Implement rolling upgrades for cinder

Based on [1], this patch implements changes to the playbook which executes the cinder deployment in a play per host group, serialised to ensure that: 1. The services are changed in the right order. 2. The services remain available at all times during an upgrade. 3. Online data migrations are actioned once all versions of software are at the same levels. 4. If services are sharing a host/container then the role execution will not execute twice on the same host. [1] https://docs.openstack.org/developer/cinder/upgrade.html#minimal-downtime-upgrade-procedure Depends-On: Id95cae40f736ea2c84200955fccdb44ea3bc1dd8 Depends-On: If5729671cb69f928df660ec2d9ba83fe3f567946 Depends-On: I9aacda78f92355374af3f4ab24d2d9a9b47491ed Change-Id: I0bdb51ce0d8b3b9a145d29ef6808e1fe595924e2
2017-06-01 18:36:04 +01:00 · 2017-06-01 18:36:04 +01:00 · ef12bf04ed
parent 4ecc7c3f27
commit ef12bf04ed
6 changed files with 391 additions and 87 deletions
--- a/group_vars/all/all.yml
+++ b/group_vars/all/all.yml
@ -113,3 +113,7 @@ ansible_ssh_extra_args: >
  -o ForwardX11=no
  -o ForwardAgent=yes
  -T
+
+# Toggle whether the service is deployed in a container or not
+is_metal: "{{ properties.is_metal | default(false) }}"
+
--- a/group_vars/cinder_all.yml
+++ b/group_vars/cinder_all.yml
@ -13,8 +13,15 @@
 # See the License for the specific language governing permissions and
 # limitations under the License.

+# The MySQL details for the cinder service
+cinder_galera_user: cinder
+cinder_galera_database: cinder
+cinder_galera_address: "{{ galera_address }}"
+
+# The address used to listen for communications
 cinder_management_address: "{{ ansible_host }}"

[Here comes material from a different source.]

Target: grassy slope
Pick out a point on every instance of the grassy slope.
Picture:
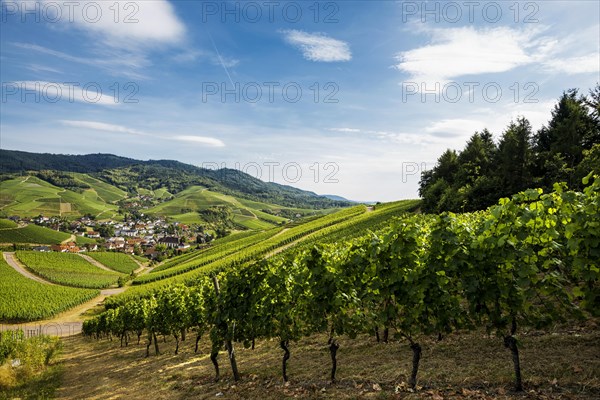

+# The address used for communications with the glance service
 cinder_glance_host: "{{ internal_lb_vip_address }}"
 cinder_glance_service_port: "{{ glance_service_port }}"

@ -31,6 +38,9 @@ cinder_glance_api_servers: "{{ glance_api_servers }}"
 # Ensure that the package state matches the global setting
 cinder_package_state: "{{ package_state }}"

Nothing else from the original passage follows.